Thursday, 4 June 2009

The Proven Negative Effects of Praising "Intelligence"

Yesterday's website was about rewards for students. My friend, Grainne, astutely raised how careful teachers should be in rewarding intelligence rather than effort. Don't worry, this isn't going to become some hippy love-in where I start pronouncing that we "are all special" and creating daily hug schedules for students. No, the negative effects of praising intelligence is based on hard science and cold logic.

Carol Dweck's important research looked at students who, having succesfully completed a task, were rewarded differently. One group were praised for their intelligence ("Wow. You got a high score. You must be smart at this."). One group were praised for effort ("You must have worked really hard). And a final group were praised for their performance only ("You did a good job").

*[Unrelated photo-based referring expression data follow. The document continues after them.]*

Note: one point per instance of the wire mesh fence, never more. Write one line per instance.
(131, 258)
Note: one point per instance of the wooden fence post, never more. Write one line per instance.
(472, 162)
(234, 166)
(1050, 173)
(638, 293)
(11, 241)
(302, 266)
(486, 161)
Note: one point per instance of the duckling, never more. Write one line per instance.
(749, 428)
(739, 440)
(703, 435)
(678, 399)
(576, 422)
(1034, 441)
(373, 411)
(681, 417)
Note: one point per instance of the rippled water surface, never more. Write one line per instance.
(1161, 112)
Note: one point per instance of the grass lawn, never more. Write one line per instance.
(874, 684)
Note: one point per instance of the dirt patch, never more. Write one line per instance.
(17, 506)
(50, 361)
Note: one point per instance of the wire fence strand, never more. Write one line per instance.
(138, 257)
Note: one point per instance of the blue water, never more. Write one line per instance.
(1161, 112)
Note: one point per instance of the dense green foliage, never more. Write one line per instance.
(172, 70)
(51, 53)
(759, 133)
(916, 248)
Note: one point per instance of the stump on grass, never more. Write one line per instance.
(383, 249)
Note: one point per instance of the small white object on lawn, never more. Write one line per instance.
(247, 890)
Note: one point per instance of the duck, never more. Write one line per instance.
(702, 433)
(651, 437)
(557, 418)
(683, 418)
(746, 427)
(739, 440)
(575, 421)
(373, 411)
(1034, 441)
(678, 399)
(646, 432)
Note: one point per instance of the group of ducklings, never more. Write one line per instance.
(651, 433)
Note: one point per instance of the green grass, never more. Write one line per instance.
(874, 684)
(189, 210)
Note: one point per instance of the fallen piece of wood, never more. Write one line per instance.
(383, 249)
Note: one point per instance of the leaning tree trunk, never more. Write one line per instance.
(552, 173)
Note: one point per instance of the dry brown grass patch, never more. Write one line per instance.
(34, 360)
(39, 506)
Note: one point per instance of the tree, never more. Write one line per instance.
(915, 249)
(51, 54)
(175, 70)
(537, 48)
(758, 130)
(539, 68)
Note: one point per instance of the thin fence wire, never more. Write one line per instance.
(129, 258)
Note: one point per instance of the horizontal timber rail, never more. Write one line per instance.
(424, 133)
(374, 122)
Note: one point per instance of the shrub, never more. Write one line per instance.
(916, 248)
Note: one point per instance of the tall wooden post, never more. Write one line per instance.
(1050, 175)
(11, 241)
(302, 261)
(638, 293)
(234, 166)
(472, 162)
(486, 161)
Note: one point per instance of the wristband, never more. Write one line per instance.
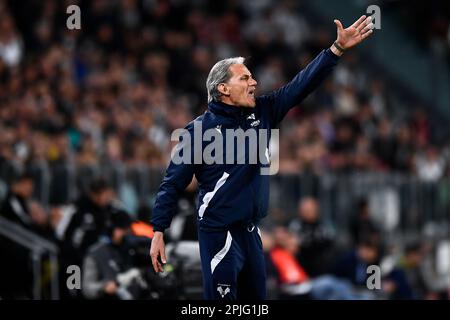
(337, 46)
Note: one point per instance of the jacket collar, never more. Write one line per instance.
(218, 107)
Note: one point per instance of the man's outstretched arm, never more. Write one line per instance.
(283, 99)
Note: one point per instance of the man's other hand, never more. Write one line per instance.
(356, 33)
(158, 250)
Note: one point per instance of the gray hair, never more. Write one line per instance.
(220, 73)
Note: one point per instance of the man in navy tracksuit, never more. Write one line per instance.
(233, 196)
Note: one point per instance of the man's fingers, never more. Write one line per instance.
(359, 21)
(338, 24)
(364, 24)
(367, 28)
(163, 255)
(365, 35)
(156, 265)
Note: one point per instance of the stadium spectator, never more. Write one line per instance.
(108, 271)
(316, 240)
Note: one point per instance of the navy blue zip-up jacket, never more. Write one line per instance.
(232, 194)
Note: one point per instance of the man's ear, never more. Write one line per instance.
(223, 89)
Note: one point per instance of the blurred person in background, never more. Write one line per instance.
(316, 240)
(18, 206)
(362, 225)
(407, 279)
(293, 282)
(81, 224)
(108, 269)
(353, 265)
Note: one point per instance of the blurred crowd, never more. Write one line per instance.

Here's the scary bit... Dweck then asked students to choose a task to do next. They had two choices. One task was challenging but students would learn a lot (regardless of whether they succeeded); the other task was easier with sure success but, crucially, less learning. 90% of children praised for effort went for the challenging task, whereas the majority of children praised for intelligence took the easy option. This scientific experiment concluded that praising intelligence rather than effort limited student's willingness to challenge themselves in the future. Instead, students became used to taking an 'easier option

Of course, science is not the real world. This is a fairly contrived test. But logic would suggest the same thing. Praise for intelligence praises what you are meaning students start to believe their success is outside of their control - it was down to an innate ability or, perhaps, a fluke. Praising students for what they do enables students to feel positive about taking on challenges and focuses their mind on process rather than outcomes.

As Dweck says:
These findings suggest that when we praise children for
their intelligence,we are telling them that this is the name
of the game: Look smart ; d o n ’t risk making mistake s . O n
the other hand,when we praise children for the effort and
hard work that leads to achievement, they want to keep
engaging in that process.They are not diverted from the
task of learning by a concern with how smart they
might—or might not—look.

Since learning about Dweck's work I try -- really hard -- to praise only for effort and performance rather than any innate ability. There are still times when I say to students "Wow. You're a really talented dancer" or "gosh, you have a real skill at listening to others". The look on their face when I spot this and they realise they are good at something is worth it, and I wouldn't want anyone to stop noticing their students' strengths. BUT we must make sure that we make an equally big song and dance out of effort otherwise we will end up with students who are terrified of failure.